Continue to invest in the future
When working on his projects, Mitchell treated it like a start-up business, investing in himself before anyone could see the finished project. But the complexities of dealing with a limited budget has gotten no simpler during the pandemic.
“Planning and dividing the budget between all areas of the film is key so you aren’t overspending in one area and neglecting another,” he says. “It’s very important that you research experienced crew, which can be costly. Asking for favours can be good when budgets are low, which gives opportunities to emerging talent and creatives.
“But when you’re on a deadline it’s often safer to get experienced crew in, as you know they will deliver at a high quality and turn it around in a short amount of time, which can be less costly in terms of day rates.”
Don’t burn out
While economic hardship can cause its share of emotional turmoil, those feelings can easily turn into physical distress in the form of the dreaded burnout. It’s always been a danger for those in the arts who are encouraged to have multiple side hustles while also making enough money to support themselves, but it’s a problem that’s only been exacerbated by the pandemic.

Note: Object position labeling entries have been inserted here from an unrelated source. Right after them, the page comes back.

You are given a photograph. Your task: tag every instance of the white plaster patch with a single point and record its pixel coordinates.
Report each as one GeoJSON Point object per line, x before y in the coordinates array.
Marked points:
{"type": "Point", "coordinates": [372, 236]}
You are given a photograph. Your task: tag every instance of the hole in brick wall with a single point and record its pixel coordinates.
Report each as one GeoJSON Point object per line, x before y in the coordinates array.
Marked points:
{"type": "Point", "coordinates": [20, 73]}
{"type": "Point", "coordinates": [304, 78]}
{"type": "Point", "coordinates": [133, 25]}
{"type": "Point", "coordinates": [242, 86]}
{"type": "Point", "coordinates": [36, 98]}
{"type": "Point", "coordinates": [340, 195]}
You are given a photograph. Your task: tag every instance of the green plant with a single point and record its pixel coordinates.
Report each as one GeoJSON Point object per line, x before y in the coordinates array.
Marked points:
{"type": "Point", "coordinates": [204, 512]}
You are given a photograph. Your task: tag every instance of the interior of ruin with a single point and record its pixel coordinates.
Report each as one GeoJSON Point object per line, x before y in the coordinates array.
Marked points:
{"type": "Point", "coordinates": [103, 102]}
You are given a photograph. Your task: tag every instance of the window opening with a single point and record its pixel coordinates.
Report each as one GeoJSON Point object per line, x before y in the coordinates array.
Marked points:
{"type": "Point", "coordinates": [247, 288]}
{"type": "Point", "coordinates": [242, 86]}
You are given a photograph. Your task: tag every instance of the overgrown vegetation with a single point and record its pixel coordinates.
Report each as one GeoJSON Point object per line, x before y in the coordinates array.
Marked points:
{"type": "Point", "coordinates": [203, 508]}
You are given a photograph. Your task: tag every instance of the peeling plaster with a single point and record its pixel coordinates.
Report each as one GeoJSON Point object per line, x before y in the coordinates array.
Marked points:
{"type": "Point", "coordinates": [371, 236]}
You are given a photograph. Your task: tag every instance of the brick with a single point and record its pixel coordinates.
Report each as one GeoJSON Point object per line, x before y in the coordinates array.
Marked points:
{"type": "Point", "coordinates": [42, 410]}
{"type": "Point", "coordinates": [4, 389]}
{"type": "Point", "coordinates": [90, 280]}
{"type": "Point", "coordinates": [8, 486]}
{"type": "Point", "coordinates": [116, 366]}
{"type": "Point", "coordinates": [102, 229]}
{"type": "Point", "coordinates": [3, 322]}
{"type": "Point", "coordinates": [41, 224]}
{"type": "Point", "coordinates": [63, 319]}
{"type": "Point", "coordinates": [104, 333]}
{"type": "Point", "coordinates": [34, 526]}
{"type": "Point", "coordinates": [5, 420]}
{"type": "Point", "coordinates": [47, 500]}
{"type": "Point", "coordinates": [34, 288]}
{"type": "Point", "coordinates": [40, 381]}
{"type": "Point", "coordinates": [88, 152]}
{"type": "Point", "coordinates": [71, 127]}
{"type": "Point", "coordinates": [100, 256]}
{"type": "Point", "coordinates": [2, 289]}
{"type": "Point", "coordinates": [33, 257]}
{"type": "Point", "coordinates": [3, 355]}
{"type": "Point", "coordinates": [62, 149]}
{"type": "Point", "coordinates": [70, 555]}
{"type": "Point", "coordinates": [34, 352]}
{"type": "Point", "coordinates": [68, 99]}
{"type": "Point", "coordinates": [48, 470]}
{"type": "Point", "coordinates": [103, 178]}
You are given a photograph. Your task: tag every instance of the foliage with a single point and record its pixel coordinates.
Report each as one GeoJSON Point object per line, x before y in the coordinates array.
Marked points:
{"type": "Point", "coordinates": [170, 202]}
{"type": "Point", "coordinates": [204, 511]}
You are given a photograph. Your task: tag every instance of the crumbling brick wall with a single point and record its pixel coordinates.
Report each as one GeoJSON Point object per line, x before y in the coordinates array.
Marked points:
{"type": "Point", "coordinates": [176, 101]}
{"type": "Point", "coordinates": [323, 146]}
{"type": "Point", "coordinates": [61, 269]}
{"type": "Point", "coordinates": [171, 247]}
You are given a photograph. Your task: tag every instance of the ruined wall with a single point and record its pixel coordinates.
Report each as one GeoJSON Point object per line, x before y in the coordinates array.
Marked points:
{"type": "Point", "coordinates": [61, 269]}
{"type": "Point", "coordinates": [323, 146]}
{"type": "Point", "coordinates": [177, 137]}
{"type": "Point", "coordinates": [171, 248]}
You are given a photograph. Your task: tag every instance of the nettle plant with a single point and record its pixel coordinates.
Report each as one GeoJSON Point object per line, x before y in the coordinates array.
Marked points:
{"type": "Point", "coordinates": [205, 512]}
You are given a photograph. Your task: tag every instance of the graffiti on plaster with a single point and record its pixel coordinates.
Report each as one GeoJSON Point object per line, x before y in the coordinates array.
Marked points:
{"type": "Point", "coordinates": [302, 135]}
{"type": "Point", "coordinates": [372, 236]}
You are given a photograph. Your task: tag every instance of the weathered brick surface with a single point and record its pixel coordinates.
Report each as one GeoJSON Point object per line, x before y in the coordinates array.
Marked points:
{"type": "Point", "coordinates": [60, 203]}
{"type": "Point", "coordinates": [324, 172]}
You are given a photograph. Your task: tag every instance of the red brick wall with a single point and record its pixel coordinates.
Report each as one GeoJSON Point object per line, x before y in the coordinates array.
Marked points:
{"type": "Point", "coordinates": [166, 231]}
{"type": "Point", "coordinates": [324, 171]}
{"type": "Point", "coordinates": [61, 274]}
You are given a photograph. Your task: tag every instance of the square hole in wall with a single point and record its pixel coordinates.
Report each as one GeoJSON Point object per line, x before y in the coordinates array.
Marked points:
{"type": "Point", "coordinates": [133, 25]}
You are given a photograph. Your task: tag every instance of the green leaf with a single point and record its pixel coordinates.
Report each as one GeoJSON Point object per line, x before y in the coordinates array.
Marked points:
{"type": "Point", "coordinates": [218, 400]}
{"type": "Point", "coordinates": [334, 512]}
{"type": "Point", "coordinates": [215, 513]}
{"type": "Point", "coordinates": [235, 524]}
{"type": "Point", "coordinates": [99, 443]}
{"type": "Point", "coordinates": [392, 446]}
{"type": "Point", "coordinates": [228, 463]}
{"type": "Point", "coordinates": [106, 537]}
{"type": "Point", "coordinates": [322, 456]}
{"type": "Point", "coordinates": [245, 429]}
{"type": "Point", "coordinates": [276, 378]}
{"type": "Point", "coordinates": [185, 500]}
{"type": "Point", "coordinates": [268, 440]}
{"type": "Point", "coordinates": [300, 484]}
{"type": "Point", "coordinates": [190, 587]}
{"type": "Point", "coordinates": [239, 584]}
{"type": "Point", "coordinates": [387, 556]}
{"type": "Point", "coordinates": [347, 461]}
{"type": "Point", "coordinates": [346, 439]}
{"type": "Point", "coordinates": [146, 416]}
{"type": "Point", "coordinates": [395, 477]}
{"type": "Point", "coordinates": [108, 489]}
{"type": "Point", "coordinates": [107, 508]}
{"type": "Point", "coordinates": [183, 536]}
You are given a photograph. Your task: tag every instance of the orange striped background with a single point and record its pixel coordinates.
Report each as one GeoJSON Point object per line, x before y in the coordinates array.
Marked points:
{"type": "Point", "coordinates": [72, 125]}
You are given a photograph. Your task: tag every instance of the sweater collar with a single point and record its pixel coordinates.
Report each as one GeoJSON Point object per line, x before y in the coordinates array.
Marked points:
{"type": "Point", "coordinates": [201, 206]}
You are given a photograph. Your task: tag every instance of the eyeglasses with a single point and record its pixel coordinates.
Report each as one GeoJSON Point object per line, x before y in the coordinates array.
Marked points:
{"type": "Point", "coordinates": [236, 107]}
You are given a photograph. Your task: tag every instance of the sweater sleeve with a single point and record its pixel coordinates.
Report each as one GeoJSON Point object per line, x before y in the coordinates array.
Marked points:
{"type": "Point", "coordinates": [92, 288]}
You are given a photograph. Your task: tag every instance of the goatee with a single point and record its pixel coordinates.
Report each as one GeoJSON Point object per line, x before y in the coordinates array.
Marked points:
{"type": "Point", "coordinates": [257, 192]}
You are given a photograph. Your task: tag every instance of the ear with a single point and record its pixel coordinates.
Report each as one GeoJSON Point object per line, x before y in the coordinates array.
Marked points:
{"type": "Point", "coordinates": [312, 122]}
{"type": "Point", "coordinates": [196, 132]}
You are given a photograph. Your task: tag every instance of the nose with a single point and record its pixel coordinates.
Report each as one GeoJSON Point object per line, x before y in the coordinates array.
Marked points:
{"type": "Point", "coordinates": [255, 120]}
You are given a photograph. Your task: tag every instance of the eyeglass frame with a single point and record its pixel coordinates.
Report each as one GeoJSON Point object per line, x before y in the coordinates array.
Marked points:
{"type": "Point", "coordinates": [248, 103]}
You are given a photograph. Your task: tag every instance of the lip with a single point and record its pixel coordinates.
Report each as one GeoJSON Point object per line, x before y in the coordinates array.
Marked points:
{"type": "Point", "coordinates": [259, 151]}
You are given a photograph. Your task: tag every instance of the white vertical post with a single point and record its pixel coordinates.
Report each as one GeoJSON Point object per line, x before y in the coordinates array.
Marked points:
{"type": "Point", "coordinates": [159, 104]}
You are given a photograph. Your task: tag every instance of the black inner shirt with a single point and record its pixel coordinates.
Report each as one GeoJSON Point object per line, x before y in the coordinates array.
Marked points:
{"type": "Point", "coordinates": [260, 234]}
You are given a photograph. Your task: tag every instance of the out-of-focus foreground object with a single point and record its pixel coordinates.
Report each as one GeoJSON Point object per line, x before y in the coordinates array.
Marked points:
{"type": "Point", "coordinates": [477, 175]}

“I struggle sometimes with exhaustion,” Mitchell tells us. “I have a strange body-clock at the moment – juggling both jobs trying to keep a roof over my head in a city like London while prioritising my project can be challenging. But in my opinion, a true artist will always find a way of displaying that art. We are born with it and it never leaves.”
While there is hope for the future in the form of a vaccine and the path it clears towards normality, the fallout for the Covid-19 “generation” is yet to fully reveal itself. That said, the resilience of the creative sector and those within it could also be what helps get us back to a good place.
Opportunities certainly look a little different, from socially distanced performances to hustling for remote work from the home office, but they’re out there.
As Louis puts it: “It feels nice to look back at 2020 and not be totally disheartened. As my agent always says after an unsuccessful audition – onwards!”